La palla di neve con la vicenda TAV è partita, se ne vedono gli effetti in tutti i ministeri, già paralizzati dall’insipienza dei responsabili e dei loro staff, e si ripercuote a catena su tutta l’Amministrazione. Prima che Mattarella ne prenda atto e fischi la fine del Carnevale, il governo più pazzo del mondo ha mandato a sbattere in questi giorni le due figure apicali di Palazzo Chigi: il presidente Conte e il sottosegretario Giorgetti. Il primo, da avvocato del popolo è passato velocemente a perito di parte contro i francesi, finendo per perdere quella impomatata “terzietà ” della quale andava fiero; il sottosegretario, invece, si è presentato da Londra agli USA ,con uno zaino zaino in spalle e senza uno staff adeguato, a spiegare una situazione economica con numeri in continuo peggioramento, tanto che la Bce dovrà di nuovo intervenire. Mai un sottosegretario alla Presidenza, da Giuliano Amato a Gianni Letta, da Franco Bassanini a Lamberto Cardia, aveva tolto così la scena internazionale a due ministri tanto balbettanti quanto formalmente carichi di responsabilità, come Enzo Moavero Milanesi agli Esteri e Giovanni Tria all’Economia.

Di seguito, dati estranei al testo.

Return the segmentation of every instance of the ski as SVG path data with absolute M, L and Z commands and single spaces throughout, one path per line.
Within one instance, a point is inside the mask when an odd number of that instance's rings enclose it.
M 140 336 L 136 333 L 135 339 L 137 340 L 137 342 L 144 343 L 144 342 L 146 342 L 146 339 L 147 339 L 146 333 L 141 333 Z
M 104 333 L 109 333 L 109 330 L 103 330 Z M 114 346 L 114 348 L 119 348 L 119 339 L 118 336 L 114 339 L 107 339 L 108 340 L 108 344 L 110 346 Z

Quest’ultimo, pur essendone titolare, ha assistito incredulo perfino alle scorribande scomposte via WhatsApp del sottosegretario Stefano Buffagni, che pretendeva, facendo intendere di essere un fiduciario di Fabrizio Palermo, Ad di CDP, di mandare a guidare Fincantieri – fatta diventare da Giuseppe Bono un player mondiale – un modesto manager, Paolo Simioni, incapace probabilmente di riconoscere un Cacciatorpediniere da un Pattugliatore.